All the Missing Girls(75)



“I’m not with the police,” I said. “I’m just her friend. Just looking for her. I thought maybe she’d come here. Have you seen her?”

His eyes scanned me slowly, taking it all in, from my sneakers caked in mud to my old T-shirt and my hair falling from my ponytail. He tilted his head, leaning closer. “Maybe,” he said through the crack in the door. “A friend, you say?” Pressing his face closer, his eyes fixed on mine.

I met his stare, refusing to step back. “No,” I said. “Not a friend. But I need to find her.”

He smiled then, his teeth yellowed but straight, like he’d had braces once. “Maybe there was a girl I saw running from the woods. Maybe she slid open the window to the room at the end down there. Maybe she went inside. None of my business, though.”

“Thank you,” I said as the door closed. “Thank you.”

See, Annaleise? Someone is always watching.

I walked around back and tried the window, which wasn’t locked. I shimmied through the motel window and found myself in an empty room with no sign of Annaleise. I checked the shower, the closet, under the bed. There was nothing. I closed my eyes and pictured her sprinting through the woods, shimmying inside this room like I’d just done. Why was she here? What did she want?

A place to breathe. A place to gather her thoughts. A place to make a plan. There was no impression in the mattress, no towel askew in the bathroom.

I picked up the phone, listened to the dial tone. Information. I’d call an operator. If I didn’t have my phone, I’d call for a number. I checked the pad of paper beside the phone and could make out a few pressure points but nothing more. Couldn’t see a number if she’d written one.

I hit redial.

The phone rang four times, and then: You’ve reached the Farrells. We’re not home right now, but we’ll get back to you just as soon as we’re in. Laura’s voice. Annaleise had called my brother’s house. She’d been at this motel, and she’d called my brother, and then she’d disappeared.



* * *



I DROVE HOME. FOUND Daniel working on the house, hosing down the ground beside the garage, loading up his car with debris.

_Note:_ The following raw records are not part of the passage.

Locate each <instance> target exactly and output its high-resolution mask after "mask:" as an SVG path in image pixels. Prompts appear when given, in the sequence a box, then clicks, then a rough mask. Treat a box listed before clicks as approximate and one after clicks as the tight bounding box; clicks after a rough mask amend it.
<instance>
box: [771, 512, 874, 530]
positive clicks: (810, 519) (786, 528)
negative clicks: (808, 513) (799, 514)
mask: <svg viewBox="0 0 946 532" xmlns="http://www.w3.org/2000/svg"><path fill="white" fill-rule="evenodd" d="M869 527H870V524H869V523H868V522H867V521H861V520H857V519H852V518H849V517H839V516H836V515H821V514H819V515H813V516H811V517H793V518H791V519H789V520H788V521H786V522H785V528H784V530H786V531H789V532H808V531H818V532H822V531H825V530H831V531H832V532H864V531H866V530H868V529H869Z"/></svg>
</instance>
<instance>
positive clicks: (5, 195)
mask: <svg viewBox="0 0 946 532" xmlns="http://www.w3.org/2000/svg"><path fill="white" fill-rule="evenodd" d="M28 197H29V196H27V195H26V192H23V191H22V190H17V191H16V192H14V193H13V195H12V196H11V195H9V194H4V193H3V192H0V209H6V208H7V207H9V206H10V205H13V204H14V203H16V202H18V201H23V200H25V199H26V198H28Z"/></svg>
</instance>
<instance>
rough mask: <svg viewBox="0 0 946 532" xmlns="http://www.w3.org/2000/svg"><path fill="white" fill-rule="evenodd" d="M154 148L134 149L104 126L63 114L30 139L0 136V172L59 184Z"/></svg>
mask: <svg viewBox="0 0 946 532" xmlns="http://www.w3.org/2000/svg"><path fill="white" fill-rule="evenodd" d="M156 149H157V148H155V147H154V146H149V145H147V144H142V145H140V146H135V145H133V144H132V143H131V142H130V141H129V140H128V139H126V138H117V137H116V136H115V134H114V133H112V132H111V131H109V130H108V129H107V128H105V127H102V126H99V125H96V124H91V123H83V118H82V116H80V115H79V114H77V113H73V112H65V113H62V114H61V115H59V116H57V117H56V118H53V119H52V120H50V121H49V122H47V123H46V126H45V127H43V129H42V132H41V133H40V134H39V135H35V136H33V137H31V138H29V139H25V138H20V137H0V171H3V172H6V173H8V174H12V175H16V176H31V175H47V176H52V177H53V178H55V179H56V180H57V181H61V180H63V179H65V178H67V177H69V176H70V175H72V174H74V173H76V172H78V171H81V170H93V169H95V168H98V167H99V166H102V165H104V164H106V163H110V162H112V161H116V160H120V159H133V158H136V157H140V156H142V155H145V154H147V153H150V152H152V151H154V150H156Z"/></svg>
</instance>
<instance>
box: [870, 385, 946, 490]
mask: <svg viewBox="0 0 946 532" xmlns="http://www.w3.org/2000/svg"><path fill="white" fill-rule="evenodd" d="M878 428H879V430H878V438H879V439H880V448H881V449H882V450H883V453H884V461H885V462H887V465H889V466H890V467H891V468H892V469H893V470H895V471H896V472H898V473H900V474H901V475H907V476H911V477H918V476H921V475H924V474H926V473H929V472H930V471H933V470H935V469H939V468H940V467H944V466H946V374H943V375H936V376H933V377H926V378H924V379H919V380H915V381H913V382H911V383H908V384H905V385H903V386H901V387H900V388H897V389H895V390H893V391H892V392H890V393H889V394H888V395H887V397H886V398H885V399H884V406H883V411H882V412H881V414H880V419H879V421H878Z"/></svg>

“Any word?” I asked, shielding my eyes from the glare in the front yard.

“Nothing.” He rolled the free hose on a reel, following the trail toward the side of the house.

I shifted from foot to foot. “What haven’t you told me about Annaleise, Daniel?”

He stopped moving, dropped the reel, cut his eyes to me. “Are you saying you don’t believe me?”

What haven’t you told me about Corinne? Would he tell me? Or would he stick to his official statement?

“You can talk to me,” I said.

He picked up the reel again. There were voices coming from the woods, and his head whipped in that direction. “The police are in the woods,” he said. “Have you eaten? Laura sent me with leftovers. Go on in the house, Nic.”

I nodded, went inside. Reheated the stew in a pot on the stove, watched Daniel through the window. Realizing how he knew it was the police just out of sight: He had been watching. Standing out there, watching the woods, and listening.

What haven’t you told me, Daniel?

We communicated in the space between words. And I wondered: What was he saying now?





The Day Before





DAY 4

The rain had trickled to a stop but continued to drip from the leaves, falling on the roof like it was keeping time: Tick-tock, Nic. The clock in the kitchen read five A.M., and there was still no sign of Daniel or Tyler’s truck.

“Have you heard from him?” I asked, filling a glass from the sink tap.

“How would I hear from him, Nic?”

We stared at Daniel’s phone, sitting on the kitchen table. My hands shook as I handed Tyler a glass of water. His fingers stained the base with powder as he gulped it down, rubbing his other hand across the back of his neck. The sky was starting to lighten on the horizon.

“I need to get home,” he said. He was covered in dirt and grime, and his hands were white, like mine. “I have to change before the search. I need a goddamn shower. Can I take your car? I’ll swing by after, when Dan brings my truck back.”

He handed me the glass, and I drained the rest. “I’m not sure how that would look. My car at your place. People will talk.”

“People always talk,” he said.

“It’s different now.”

“Why, because you’re engaged? We can be friends, can’t we?”

We’d never been friends. Not before and not after. I wouldn’t even know how to start. “Because your girlfriend is missing,” I said. “Be smart, Tyler.”

His head snapped to attention. Be smart. Then he leaned back, so his head was resting against the freezer. “I can’t believe this is happening. Tell me this isn’t happening.”

“It’s happening.”

“I’m going to be a suspect if she doesn’t turn up, aren’t I?” he asked.

“Tyler, you’re going to be the suspect.” Like Jackson had been. The Boyfriend—it was the simplest explanation.

He squeezed his eyes shut, and I wanted to run my fingers through his hair, press my thumbs into the base of his skull, like I used to do whenever his neck was stiff from work.